NOVA: NOise-aware Verbal Confidence CAlibration for Robust Large Language Models in RAG Systems
NOVA: 面向RAG系统中鲁棒大语言模型的噪声感知言语置信度校准
Jiayu Liu, Rui Wang, Qing Zong, Yumeng Wang, Cheng Qian, Qingcheng Zeng, Tianshi Zheng, Haochen Shi, Dadi Guo, Baixuan Xu, Chunyang Li, Yangqiu Song
AI总结 提出NOVA框架,通过规则引导的监督微调,解决检索增强生成中噪声上下文导致的过度自信问题,在域内和域外分别提升ECE 10.9%和8.0%。
详情
准确评估模型置信度对于在关键事实领域部署大语言模型(LLM)至关重要。尽管检索增强生成(RAG)被广泛采用以改善基础事实,但RAG设置中的置信度校准仍知之甚少。我们跨四个基准进行了系统研究,揭示LLM在检索到噪声上下文时校准性能较差。具体而言,矛盾或无关的证据往往会加剧模型的过度自信问题。为解决此问题,我们提出NOVA规则(噪声感知言语置信度校准规则),为在噪声下解决过度自信提供原则性基础。我们进一步设计了NOVA,一个噪声感知校准框架,该框架通过由这些规则指导的约2K HotpotQA示例合成监督信号。通过使用此数据进行监督微调(SFT),NOVA使模型具备内在的噪声感知能力,而无需依赖更强的教师模型。实验结果表明,NOVA带来了显著收益,在域内和域外分别将ECE分数提高了10.9%和8.0%。通过弥合检索噪声与言语校准之间的差距,NOVA为构建既准确又认知可靠的LLM铺平了道路。

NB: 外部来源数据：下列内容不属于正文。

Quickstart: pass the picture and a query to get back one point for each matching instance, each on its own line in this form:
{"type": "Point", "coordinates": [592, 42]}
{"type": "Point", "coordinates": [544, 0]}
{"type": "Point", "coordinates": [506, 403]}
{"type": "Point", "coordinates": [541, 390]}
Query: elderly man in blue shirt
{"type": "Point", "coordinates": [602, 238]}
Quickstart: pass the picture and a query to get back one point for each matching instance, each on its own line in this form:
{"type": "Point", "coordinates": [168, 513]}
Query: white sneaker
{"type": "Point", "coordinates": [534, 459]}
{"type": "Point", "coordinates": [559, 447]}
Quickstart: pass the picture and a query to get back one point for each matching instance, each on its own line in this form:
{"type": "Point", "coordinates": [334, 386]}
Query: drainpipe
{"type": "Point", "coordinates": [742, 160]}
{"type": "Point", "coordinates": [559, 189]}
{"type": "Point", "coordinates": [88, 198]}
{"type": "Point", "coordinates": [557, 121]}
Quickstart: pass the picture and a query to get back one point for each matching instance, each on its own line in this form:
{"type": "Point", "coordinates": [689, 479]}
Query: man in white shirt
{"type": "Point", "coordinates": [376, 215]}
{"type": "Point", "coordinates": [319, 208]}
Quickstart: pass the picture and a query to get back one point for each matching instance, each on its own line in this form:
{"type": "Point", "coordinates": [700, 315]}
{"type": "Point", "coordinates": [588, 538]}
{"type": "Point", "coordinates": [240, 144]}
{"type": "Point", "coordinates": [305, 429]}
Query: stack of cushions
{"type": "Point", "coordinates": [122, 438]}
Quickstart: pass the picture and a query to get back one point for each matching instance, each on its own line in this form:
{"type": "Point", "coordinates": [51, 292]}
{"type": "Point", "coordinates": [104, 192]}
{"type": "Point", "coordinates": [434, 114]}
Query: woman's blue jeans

Accurately assessing model confidence is essential for deploying large language models (LLMs) in mission-critical factual domains. While retrieval-augmented generation (RAG) is widely adopted to improve grounding, confidence calibration in RAG settings remains poorly understood. We conduct a systematic study across four benchmarks, revealing that LLMs exhibit poor calibration performance especially when noisy contexts are retrieved. Specifically, contradictory or irrelevant evidence tends to exacerbate the model's overconfidence issue. To address this, we propose NOVA Rules (NOise-Aware Verbal Confidence CAlibration Rules) to provide a principled foundation for resolving overconfidence under noise. We further design NOVA, a noise-aware calibration framework that synthesizes supervision from ~2K HotpotQA examples guided by these rules. By performing supervised fine-tuning (SFT) with this data, NOVA equips models with intrinsic noise awareness without relying on stronger teacher models. Empirical results show that NOVA yields substantial gains, improving ECE scores by 10.9% in-domain and 8.0% out-of-domain. By bridging the gap between retrieval noise and verbal calibration, NOVA paves the way for both accurate and epistemically reliable LLMs.